Fourteen: The magistrate judge found that Ms Swibas is entitled to qualified
immunity as to Mr. Johnson’s First Amendment and RLUIPA claims because the actions
of Ms. Swibas did not violate clearly established law. Recommendation [#83], p. 25.
Mr. Johnson claims the defendant “did not argue that Plaintiff did not find the ‘clearly
established law’ . . .” and he objects that the magistrate judge is raising arguments the
defendants did not raise. Objections [#86], p. 18. The defendants raised the defense of
qualified immunity. Addressing that defense requires a court to determine whether or
not the wrong alleged by a plaintiff violates clearly established law. The magistrate
judge properly addressed this issue.
Fifteen: Mr. Johnson claims the defendants’ motion for summary judgment did
not address his religious rights claim against Ms. Swibas for “working in concert to
cancel (his) kosher diet under pretext.” Response [#67], p. 16. He also claims the
motion for summary judgment did not address his Eighth Amendment denial of medical
care claim against Ms. Ewers for her denial of medical attention when she did not set a
medical appointment for Mr. Johnson after she was notified of his symptoms. In the
recommendation, the magistrate judge noted Mr. Johnson’s allegation that Ms. Swibas
worked to cancel Mr. Johnson’s kosher diet. As the magistrate judge and the
defendants noted, these allegations were part of Mr. Johnson’s retaliation claim, which
was dismissed previously. Recommendation [#83] p. 19 n. 1; Reply [#74], p. 6 n. 1.
The magistrate judge did not err when she declined to re-visit a previously dismissed
claim. Further, as noted previously, the recommendation discusses the claim against
Ms. Ewers for her alleged denial of medical attention.
I have reviewed de novo all portions of the recommendation to which Mr.
Johnson objects. After de novo review, I concur with the recommendation. Therefore,
I overrule the objections and I approve and adopt the recommendation.

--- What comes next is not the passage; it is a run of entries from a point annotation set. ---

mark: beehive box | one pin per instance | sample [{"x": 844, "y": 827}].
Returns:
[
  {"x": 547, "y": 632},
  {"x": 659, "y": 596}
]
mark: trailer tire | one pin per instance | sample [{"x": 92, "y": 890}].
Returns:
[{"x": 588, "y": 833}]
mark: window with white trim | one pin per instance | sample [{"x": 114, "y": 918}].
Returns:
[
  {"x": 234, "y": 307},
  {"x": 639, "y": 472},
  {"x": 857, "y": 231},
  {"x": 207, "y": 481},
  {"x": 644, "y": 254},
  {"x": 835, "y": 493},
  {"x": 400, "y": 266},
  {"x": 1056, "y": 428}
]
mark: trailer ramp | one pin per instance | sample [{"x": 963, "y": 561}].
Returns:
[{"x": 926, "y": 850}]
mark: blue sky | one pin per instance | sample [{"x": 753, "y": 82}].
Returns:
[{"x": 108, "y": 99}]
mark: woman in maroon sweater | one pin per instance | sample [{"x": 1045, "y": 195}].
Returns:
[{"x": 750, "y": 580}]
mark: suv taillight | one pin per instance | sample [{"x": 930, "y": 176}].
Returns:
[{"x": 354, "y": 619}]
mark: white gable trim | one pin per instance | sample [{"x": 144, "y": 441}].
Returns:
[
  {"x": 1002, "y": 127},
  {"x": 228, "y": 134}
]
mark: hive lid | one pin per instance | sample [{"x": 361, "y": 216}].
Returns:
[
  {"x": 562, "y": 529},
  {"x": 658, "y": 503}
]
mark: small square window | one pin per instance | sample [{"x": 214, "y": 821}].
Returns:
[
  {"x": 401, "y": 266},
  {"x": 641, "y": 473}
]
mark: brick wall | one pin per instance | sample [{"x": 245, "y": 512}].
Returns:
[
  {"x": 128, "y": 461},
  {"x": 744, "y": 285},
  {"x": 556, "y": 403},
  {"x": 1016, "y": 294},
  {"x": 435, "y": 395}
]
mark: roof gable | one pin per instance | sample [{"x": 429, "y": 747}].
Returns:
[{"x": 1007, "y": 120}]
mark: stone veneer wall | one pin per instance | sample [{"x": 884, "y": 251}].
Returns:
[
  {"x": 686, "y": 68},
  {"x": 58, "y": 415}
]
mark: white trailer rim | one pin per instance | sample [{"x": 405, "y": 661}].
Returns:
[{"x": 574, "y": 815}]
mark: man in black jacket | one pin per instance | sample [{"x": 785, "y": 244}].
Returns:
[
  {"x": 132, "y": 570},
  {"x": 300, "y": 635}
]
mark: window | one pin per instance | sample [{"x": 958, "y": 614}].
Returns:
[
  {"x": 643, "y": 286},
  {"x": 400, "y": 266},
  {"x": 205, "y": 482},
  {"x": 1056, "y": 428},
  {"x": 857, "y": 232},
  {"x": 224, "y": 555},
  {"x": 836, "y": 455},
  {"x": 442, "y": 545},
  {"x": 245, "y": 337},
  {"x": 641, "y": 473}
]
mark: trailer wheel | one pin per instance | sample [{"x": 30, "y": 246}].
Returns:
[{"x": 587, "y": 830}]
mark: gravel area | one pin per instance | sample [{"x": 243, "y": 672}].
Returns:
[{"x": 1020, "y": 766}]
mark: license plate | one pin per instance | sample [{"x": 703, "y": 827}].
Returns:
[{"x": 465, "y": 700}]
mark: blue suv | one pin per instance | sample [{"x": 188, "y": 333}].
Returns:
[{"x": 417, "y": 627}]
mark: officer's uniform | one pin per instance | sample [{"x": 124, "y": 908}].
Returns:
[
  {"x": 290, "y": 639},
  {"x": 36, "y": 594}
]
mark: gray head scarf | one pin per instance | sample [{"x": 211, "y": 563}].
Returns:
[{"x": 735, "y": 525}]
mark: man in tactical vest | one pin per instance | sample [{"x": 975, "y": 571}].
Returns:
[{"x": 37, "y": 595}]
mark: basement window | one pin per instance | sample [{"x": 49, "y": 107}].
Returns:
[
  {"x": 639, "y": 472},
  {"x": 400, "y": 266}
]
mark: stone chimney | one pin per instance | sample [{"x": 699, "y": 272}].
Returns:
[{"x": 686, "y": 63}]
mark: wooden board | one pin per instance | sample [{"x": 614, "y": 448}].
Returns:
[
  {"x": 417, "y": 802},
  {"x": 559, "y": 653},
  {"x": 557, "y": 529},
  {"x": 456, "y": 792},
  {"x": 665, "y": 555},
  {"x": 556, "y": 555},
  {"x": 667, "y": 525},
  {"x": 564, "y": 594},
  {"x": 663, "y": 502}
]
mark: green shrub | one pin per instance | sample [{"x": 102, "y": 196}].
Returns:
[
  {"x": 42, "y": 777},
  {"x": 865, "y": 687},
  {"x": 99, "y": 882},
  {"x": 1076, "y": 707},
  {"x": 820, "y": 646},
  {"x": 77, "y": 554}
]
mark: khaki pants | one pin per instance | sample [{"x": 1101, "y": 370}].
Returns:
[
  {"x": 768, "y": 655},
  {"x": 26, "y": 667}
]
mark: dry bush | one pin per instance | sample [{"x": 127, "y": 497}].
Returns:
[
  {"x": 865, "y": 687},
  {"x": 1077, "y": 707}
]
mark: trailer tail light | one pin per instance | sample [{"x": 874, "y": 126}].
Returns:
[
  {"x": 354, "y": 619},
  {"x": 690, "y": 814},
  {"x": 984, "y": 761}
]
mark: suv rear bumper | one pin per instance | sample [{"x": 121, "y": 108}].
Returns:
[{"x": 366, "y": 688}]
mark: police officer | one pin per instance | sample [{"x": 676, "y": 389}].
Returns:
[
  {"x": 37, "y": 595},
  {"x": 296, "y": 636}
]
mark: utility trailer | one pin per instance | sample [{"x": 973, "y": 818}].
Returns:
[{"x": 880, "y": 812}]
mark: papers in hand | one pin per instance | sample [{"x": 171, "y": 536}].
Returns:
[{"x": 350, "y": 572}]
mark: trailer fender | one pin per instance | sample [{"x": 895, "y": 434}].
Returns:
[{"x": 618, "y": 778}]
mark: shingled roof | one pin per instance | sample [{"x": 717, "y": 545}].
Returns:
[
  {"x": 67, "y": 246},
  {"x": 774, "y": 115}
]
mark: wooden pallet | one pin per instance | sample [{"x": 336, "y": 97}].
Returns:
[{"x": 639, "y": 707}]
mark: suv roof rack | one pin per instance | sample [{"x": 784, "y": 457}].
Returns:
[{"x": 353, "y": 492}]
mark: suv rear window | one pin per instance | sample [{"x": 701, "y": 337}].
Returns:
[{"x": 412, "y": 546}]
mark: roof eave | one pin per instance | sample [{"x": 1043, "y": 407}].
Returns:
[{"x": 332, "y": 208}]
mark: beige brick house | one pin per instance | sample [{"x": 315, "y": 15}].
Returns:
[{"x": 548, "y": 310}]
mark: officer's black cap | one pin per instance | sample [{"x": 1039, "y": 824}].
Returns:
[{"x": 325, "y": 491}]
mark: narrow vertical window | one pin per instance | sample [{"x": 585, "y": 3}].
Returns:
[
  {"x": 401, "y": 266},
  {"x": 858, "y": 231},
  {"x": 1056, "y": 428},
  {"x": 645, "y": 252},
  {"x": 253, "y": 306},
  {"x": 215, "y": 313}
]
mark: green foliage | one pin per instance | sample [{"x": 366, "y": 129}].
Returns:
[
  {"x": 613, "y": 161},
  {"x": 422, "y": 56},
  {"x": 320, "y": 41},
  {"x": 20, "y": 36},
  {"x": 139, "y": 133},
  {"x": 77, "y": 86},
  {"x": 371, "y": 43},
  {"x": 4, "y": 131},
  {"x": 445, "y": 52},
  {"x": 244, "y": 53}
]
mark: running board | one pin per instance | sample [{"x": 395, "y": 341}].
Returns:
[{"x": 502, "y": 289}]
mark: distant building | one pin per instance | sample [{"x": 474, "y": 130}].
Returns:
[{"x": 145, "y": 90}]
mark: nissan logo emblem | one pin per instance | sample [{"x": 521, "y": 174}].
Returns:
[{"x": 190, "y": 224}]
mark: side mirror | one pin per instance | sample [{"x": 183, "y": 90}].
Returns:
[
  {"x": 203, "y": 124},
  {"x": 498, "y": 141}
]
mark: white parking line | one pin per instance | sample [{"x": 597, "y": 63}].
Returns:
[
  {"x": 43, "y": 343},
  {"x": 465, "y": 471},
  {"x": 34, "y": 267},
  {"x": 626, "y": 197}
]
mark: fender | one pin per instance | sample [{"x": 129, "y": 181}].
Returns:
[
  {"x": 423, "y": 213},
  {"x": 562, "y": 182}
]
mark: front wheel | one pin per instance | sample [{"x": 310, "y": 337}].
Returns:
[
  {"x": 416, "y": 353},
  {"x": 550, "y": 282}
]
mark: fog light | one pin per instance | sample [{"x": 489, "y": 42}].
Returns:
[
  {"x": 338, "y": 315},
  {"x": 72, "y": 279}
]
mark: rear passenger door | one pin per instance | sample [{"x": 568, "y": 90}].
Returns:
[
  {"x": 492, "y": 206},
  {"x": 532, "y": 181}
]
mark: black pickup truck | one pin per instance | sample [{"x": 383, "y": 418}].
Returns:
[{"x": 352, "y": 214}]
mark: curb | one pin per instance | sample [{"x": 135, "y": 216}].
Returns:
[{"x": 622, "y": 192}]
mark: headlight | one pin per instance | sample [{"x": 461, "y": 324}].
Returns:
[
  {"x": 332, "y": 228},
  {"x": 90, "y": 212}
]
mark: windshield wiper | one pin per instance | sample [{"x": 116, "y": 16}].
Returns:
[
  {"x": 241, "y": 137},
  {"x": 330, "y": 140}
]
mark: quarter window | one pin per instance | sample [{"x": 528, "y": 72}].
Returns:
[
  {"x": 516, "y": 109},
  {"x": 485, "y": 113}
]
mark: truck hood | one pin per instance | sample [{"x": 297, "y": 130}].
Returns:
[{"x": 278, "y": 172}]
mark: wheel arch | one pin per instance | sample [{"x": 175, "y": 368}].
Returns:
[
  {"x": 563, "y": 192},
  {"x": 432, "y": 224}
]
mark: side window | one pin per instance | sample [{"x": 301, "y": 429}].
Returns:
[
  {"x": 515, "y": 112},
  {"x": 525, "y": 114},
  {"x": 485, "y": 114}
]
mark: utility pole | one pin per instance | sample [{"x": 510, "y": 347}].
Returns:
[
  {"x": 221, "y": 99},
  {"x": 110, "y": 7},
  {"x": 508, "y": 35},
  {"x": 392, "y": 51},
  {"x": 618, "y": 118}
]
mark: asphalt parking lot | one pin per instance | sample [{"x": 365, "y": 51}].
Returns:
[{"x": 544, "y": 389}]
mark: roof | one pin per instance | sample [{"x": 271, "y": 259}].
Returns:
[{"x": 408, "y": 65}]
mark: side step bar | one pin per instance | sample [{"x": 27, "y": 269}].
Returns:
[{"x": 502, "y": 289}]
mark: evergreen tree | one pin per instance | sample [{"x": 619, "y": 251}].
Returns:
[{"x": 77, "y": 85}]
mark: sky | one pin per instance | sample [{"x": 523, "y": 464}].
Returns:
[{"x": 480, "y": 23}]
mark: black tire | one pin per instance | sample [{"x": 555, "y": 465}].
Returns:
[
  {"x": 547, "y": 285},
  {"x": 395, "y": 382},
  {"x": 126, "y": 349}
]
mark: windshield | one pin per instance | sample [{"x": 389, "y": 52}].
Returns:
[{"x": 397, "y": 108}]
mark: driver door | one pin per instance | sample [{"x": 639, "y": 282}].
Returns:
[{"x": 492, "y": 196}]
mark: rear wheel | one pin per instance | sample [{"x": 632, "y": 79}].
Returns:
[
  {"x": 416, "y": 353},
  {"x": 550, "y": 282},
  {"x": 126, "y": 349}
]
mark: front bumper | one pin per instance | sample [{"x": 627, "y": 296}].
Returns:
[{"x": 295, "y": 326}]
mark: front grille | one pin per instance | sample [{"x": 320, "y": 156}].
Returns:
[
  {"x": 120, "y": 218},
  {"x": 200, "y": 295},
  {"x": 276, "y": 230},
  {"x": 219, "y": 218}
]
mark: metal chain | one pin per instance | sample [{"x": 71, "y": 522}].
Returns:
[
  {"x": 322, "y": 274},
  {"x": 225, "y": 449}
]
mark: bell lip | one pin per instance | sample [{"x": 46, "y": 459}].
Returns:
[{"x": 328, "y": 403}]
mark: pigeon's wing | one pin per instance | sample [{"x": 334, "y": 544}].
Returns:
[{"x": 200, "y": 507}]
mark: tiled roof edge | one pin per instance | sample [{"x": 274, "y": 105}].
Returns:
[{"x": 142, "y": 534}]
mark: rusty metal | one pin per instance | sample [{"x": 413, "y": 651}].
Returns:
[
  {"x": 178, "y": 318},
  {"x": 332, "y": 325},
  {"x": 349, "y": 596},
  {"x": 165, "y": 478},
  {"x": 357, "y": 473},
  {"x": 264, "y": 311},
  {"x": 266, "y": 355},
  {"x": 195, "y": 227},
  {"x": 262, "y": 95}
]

THEREFORE, IT IS ORDERED as follows:
1. That the Recommendation of United States Magistrate Judge [#83] is
approved and adopted as an order of this court;
2. That the objections [#86] of the plaintiff are overruled;
3. That under Fed. R. Civ. P. 56, the defendants’ Motion for Summary
Judgment [#63] is granted;
4. That summary judgment is granted in favor of the defendants on the Eighth
Amendment claim of the plaintiff against defendants Carie Swibas, Jo Ann Burt, and
Peggy Ewers and the First Amendment claim of the plaintiff against defendant Carie
5. That based on the Order to Dismiss in Part and To Assign Case [#10], the
Order Concerning Recommendation of the United States Magistrate Judge [#45],
and the present order, judgment shall enter against the plaintiff, Shane Johnson, and in
favor of all defendants named in this case, Carie Swibas, Jo Ann Burt, Charleen
Crockett, Kathleen Boyd, Peggy Ewers, Rick Raemisch, and Julie Russell, as to all
claims asserted by the plaintiff in this case;
6. That the defendants are awarded their costs to be taxed by the clerk of the
court in the time and manner prescribed in Fed. R. Civ. P. 54(d)(1) and
D.C.COLO.LCivR 54.1; and
7. That this case is closed.
Dated September 13, 2017, at Denver, Colorado.